La "Società di servizi Cgil Sicilia srl", nata per gestire i Caf del sindacato nell'isola, è fallita lasciando dietro di sé un cratere da oltre sei milioni di euro. Una vicenda che stona clamorosamente con il tono moraleggiante con cui il segretario generale, Maurizio Landini, è solito richiamare imprese e pubblica amministrazione alle loro responsabilità in materia di salari, contributi e legalità. La vicenda stasera sarà ricostruita dettagliatamente dalla trasmissione di Massimo Giletti Lo Stato delle Cose, in onda stasera su Rai3.
La società di servizi, costituita negli anni Novanta e partecipata dalla Cgil regionale e dalle Camere del Lavoro siciliane, è stata messa in liquidazione giudiziale dal Tribunale di Catania con un passivo che nel bilancio 2022 raggiungeva quota 6,2 milioni di euro. Il presidente del cda è stato per anni Giuseppe La Loggia, oggi responsabile del patronato Inca Cgil Sicilia. È sotto la sua gestione che la società ha accumulato debiti giganteschi, finanziandosi di fatto non versando imposte, contributi previdenziali e tributi locali.

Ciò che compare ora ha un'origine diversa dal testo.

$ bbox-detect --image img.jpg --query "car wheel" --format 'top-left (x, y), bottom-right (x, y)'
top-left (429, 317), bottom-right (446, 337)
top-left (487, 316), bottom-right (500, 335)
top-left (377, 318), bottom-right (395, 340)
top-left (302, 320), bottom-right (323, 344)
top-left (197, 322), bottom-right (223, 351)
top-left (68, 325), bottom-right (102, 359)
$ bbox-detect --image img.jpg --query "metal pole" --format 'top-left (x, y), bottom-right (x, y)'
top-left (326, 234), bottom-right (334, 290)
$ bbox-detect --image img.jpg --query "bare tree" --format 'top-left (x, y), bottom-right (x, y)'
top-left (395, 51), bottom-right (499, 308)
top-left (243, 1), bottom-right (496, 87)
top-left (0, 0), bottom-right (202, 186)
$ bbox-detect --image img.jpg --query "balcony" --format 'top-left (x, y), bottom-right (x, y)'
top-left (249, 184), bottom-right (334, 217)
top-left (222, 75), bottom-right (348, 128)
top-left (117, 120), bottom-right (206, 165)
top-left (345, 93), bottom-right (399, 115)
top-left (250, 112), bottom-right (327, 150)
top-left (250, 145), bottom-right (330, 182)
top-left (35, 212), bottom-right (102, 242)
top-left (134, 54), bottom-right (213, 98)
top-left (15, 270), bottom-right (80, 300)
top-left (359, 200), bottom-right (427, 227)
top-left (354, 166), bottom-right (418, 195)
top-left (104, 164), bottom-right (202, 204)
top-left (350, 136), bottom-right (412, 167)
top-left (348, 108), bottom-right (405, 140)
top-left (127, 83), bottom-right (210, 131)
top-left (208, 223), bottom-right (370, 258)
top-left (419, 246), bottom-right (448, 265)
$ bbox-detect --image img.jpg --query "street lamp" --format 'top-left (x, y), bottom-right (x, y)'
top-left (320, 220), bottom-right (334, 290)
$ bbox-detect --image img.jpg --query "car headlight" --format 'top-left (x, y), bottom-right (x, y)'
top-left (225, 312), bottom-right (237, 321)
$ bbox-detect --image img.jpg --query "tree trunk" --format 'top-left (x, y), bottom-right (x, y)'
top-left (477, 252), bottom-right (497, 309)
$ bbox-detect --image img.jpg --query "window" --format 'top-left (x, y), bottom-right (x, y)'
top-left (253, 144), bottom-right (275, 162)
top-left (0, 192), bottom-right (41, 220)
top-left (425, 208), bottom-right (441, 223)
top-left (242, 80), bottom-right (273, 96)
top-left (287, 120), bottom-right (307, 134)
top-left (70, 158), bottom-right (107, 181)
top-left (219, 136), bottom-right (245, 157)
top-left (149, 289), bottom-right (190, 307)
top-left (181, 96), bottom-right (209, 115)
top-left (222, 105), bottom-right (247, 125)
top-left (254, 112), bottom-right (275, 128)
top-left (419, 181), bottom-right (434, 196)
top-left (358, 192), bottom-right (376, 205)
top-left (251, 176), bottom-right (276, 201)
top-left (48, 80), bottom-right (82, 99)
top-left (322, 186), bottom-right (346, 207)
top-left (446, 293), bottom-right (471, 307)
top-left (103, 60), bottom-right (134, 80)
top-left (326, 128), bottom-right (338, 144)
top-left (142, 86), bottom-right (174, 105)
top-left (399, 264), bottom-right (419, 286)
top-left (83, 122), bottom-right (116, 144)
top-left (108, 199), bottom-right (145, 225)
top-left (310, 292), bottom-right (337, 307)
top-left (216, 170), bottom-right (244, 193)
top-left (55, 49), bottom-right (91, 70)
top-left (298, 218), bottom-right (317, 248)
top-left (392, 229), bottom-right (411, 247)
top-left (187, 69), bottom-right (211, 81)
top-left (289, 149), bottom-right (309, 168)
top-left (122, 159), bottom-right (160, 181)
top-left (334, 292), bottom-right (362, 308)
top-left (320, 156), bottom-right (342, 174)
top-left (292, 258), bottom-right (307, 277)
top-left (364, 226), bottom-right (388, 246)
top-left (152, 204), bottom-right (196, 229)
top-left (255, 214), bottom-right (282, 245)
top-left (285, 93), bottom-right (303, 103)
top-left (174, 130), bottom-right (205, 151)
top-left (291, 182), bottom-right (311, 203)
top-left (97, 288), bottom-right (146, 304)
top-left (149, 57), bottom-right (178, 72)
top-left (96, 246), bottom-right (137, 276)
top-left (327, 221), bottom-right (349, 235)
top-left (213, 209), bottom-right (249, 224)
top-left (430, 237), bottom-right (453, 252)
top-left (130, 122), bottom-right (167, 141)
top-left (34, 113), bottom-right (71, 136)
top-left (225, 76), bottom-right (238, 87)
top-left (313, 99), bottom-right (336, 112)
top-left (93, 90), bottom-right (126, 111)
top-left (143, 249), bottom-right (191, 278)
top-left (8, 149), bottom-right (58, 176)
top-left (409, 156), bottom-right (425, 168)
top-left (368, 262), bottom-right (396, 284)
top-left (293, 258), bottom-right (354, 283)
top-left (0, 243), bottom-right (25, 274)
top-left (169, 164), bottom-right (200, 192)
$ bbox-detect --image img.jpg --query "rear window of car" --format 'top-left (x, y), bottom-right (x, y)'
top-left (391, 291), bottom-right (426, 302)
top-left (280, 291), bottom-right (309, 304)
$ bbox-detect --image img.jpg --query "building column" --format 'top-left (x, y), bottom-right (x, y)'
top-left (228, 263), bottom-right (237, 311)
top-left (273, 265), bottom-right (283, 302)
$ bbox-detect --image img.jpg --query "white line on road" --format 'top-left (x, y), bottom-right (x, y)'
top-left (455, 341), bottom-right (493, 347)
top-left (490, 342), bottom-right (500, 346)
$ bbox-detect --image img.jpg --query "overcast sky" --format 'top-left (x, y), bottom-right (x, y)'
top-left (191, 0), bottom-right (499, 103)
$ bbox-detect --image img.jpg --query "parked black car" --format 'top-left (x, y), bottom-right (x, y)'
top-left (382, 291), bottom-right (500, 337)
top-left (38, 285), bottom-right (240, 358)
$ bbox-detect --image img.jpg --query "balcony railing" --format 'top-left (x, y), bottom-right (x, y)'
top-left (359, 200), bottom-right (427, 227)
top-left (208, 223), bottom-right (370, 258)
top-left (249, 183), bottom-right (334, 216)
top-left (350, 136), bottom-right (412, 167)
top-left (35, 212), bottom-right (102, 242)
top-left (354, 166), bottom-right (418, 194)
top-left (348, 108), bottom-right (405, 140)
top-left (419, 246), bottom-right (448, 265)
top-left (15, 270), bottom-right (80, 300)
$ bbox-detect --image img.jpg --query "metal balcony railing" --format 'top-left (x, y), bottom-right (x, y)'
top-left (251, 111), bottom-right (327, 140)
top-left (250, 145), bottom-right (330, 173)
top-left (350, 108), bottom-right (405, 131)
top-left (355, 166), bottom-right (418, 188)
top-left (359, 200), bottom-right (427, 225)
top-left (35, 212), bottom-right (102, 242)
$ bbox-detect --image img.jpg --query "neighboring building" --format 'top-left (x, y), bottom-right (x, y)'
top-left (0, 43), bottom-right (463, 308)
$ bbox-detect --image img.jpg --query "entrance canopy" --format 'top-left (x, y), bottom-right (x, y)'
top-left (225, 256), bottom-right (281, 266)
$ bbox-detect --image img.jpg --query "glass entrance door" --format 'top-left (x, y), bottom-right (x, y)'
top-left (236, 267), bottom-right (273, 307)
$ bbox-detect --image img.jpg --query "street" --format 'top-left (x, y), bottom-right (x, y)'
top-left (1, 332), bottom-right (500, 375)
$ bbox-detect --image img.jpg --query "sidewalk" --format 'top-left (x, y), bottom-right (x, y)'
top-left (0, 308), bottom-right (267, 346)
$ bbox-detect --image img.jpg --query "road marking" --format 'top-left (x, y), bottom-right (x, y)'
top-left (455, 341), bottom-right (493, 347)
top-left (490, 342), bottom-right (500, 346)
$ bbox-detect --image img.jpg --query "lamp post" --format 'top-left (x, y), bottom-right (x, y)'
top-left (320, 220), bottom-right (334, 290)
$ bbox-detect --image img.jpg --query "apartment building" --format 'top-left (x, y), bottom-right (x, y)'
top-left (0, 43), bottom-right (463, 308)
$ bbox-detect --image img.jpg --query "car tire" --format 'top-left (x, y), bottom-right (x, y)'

Nel solo capitolo dei mancati versamenti contributivi - Inps, Inail, Agenzia delle Entrate - mancano all'appello circa 3,3 milioni di euro, quelli destinati alle tutele fondamentali dei lavoratori: invalidità, vecchiaia, infortuni. A questi si aggiungono circa 377mila euro di tributi diretti e Iva.
La lista dei creditori racconta meglio di qualsiasi analisi la gravità del caso: l'Agenzia delle Entrate reclama oltre 3 milioni, l'Istituto autonomo case popolari di Enna attende pagamenti, così come due privati. Tra questi un dipendente a tempo determinato, addetto alle pratiche del Caf, che vanta crediti per 150mila euro. Il sistema era semplice e brutale: contratto da 800 euro per tre mesi, lavoro effettivo per dodici e il resto pagato in nero, senza straordinari retribuiti. Una dinamica che, se riguardasse un'azienda privata, la Cgil non esiterebbe a definire sfruttamento.
Di fronte alle domande dell'inviato Alessio Lasta sul perché la società non abbia versato contributi e Iva, La Loggia ha reagito con stizza, insultando il giornalista e liquidando tutto con un'alzata di spalle: "Tante società falliscono in Italia quindi qual è il problema". Una risposta che suona quasi come una rivendicazione, l'idea che il fallimento, anche quando avviene ai danni dei lavoratori, sia un incidente normale, fisiologico, certamente non motivo di vergogna.
L'unico dirigente ad ammettere senza giri di parole quanto accaduto è il segretario regionale della Cgil, Alfio Mannino, che ha riconosciuto che "la gestione di questa società è stata un errore". Molto più opaco invece Landini. Il segretario nazionale ha replicato soltanto che "sono state fatte delle cose non buone, qualcuno dei nostri ha sbagliato", ma alla domanda su come sia possibile che La Loggia resti a capo dell'Inca dopo aver amministrato così male una società, si è rifugiato in un generico "noi stiamo mettendo a posto tutte le cose".
Eppure i documenti della procedura concorsuale dicono altro: il fallimento è aperto, il curatore nominato, le udienze si susseguono e i debiti restano lì, congelati ma enormi.
Intanto le ventisei sedi locali della società, disseminate in tutta la Sicilia, testimoniano la dimensione non marginale di un servizio costruito negli anni per essere un punto di riferimento per migliaia di cittadini. Per un sindacato che chiede trasparenza e legalità agli altri, la vicenda della Società di servizi Cgil Sicilia resta sicuramente un motivo di imbarazzo.